This is the second step in Making sense of Ocr – an orchestration wrapper for the APIS we’ll need. In Google Vision and OCR I showed how to use the vision API to turn a pdf into a series of pages, blocks, paragraphs, and symbols all held together by bounding boxes. In other words, an expression of a map of the image below.

Reading the content

The Vision output will be a series of file in cloud storage. The objective is to assign approximate row and columns to all of that and to analyze what type of data is held in each cell.

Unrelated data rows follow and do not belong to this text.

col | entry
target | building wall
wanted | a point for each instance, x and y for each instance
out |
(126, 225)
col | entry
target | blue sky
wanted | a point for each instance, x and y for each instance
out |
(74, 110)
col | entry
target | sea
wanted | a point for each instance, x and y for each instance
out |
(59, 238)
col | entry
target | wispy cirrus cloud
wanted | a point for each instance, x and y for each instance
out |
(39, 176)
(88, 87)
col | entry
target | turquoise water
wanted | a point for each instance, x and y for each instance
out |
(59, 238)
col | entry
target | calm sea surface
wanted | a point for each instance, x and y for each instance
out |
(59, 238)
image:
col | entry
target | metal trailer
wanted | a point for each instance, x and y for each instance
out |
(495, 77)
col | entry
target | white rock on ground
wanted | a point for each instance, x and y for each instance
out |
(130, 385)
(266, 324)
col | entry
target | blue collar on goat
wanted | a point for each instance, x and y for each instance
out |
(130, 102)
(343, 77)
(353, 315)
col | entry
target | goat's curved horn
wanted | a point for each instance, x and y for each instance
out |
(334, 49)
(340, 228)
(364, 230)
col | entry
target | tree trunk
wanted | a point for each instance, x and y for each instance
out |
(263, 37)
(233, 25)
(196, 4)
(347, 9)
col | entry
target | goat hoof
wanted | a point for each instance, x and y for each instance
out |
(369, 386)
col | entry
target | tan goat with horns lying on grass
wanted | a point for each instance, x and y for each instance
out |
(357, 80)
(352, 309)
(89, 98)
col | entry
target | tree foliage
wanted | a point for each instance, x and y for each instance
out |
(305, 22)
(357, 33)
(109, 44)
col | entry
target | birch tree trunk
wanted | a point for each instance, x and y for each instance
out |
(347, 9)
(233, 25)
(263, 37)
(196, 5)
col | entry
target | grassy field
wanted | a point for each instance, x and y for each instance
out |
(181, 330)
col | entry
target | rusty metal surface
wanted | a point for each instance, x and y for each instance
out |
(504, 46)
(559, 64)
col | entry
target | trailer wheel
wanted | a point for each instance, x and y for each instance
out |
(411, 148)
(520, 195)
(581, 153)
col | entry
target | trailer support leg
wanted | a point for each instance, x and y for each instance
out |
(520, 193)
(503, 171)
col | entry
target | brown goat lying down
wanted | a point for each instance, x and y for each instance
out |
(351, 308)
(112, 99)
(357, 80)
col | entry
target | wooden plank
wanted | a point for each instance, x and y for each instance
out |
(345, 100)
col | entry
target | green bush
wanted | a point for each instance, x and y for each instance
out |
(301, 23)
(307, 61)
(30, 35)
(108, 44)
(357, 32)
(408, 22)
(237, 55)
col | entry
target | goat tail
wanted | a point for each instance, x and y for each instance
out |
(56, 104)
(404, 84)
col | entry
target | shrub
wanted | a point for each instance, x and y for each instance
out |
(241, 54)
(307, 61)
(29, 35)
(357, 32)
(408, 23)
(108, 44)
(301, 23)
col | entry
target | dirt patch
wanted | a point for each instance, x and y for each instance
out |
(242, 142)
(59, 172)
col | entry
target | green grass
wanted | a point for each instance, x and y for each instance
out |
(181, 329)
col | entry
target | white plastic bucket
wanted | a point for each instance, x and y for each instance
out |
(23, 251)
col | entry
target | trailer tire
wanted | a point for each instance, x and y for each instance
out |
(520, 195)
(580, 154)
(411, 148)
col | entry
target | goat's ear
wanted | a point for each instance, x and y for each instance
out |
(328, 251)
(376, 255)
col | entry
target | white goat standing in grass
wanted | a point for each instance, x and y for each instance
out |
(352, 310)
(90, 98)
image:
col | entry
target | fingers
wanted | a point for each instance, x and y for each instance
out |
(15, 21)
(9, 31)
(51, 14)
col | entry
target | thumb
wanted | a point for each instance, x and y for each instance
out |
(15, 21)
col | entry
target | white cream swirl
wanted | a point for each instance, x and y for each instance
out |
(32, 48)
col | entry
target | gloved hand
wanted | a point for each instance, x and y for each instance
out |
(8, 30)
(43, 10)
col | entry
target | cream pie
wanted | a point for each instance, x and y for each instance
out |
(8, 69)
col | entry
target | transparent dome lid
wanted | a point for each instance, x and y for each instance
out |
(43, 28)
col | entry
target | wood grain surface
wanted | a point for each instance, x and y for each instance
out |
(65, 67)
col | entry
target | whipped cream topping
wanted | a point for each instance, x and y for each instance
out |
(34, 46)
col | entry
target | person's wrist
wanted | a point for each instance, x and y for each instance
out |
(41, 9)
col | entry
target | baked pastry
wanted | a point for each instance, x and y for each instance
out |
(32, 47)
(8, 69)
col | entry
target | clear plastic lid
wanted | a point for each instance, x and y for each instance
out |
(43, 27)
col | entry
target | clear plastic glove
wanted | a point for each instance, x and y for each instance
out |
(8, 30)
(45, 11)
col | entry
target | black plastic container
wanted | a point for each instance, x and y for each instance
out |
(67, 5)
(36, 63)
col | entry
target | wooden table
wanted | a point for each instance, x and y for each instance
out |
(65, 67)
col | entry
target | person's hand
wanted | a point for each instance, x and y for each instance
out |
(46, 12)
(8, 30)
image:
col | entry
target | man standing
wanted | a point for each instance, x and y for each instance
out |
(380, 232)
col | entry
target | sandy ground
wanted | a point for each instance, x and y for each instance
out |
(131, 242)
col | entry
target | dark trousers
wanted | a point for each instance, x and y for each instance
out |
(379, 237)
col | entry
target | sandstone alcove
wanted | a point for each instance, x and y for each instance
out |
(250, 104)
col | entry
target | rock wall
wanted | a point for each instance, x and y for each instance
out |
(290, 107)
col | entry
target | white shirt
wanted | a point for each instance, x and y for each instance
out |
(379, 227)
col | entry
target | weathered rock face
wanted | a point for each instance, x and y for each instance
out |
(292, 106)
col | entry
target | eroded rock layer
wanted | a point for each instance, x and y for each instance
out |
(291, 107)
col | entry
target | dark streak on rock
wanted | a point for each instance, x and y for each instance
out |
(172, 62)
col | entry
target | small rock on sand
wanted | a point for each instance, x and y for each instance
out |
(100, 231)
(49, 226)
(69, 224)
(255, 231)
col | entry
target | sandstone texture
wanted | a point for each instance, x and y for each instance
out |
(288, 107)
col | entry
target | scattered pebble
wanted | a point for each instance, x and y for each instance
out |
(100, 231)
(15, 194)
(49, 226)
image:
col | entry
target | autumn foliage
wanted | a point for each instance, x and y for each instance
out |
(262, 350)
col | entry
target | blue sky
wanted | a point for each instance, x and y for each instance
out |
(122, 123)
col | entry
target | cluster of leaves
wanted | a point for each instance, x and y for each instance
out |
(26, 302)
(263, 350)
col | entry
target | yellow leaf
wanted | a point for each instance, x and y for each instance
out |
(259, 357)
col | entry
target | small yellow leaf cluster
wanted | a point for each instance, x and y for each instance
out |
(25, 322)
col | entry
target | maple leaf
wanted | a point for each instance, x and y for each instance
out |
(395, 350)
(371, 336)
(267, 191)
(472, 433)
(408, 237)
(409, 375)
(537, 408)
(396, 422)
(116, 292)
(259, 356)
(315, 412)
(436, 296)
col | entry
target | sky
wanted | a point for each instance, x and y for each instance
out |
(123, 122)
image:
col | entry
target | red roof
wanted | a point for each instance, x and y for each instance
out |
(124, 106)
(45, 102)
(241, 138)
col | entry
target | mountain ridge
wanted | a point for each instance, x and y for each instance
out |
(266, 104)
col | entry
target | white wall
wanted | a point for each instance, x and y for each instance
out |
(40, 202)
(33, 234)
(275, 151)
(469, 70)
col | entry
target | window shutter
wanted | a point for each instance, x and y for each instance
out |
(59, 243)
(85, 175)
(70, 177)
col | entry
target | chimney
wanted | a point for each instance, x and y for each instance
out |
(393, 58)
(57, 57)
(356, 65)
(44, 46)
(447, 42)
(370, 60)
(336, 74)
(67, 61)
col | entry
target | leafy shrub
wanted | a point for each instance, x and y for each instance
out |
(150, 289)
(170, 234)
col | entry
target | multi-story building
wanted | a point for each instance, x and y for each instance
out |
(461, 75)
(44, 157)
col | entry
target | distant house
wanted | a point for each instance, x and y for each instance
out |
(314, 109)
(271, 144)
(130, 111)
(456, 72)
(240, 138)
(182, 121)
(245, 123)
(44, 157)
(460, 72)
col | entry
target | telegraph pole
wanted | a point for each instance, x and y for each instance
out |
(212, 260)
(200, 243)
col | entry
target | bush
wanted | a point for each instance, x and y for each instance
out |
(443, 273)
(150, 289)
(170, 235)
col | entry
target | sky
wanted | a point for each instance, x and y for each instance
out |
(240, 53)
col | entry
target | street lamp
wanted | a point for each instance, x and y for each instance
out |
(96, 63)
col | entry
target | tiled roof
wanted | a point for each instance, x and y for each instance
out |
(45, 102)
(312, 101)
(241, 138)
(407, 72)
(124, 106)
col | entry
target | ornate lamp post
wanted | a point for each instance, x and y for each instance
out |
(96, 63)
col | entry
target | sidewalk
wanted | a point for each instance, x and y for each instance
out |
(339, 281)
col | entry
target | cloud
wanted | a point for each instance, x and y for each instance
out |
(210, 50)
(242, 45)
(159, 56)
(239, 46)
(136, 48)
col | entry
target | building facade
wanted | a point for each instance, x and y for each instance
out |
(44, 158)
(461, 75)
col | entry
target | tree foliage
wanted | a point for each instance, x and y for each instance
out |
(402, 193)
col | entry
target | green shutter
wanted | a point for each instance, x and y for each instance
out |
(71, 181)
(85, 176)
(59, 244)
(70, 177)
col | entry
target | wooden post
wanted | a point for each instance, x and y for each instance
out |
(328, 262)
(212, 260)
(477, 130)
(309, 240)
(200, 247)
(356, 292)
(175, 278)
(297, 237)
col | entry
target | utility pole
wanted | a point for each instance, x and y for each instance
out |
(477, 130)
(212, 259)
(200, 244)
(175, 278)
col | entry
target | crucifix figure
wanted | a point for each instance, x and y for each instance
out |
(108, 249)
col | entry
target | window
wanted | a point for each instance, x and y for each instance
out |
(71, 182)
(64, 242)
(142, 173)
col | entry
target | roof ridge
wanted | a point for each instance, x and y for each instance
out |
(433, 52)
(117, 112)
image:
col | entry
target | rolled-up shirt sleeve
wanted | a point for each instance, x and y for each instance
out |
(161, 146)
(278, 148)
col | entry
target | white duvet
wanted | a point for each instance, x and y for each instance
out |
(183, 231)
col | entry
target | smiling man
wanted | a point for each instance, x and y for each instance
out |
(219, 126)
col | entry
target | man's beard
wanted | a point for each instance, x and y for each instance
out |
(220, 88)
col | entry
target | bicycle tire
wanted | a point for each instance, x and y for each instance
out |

The structure of this app is


and it is executed like this
node language --path='a.pdf' --country="GB"

where the path is the one specifed at ocr time, and the country will be used for default localization (for example country code internaltionalization for phone numbers)

index.js

const argv = require('yargs').argv;
const languageServer = require('./languageserver');
languageServer.init({
  mode: process.env.FIDRUNMODE || 'pv',
  argv
});

languageserver.js

const secrets = require('../private/visecrets');
const languageOrchestrate = require('./languageorchestrate');
// wrapper to run the whole thing
const init = async ({ mode, argv }) => {
  languageOrchestrate.init({ mode });
  await languageOrchestrate.start({ mode, argv });
}
module.exports = {
  init
};

anguageorchestrate.js

This process orchestrates a number of apis to try to assign meaning (a purpose) to each text item identified, each step enriching what we know about each text item.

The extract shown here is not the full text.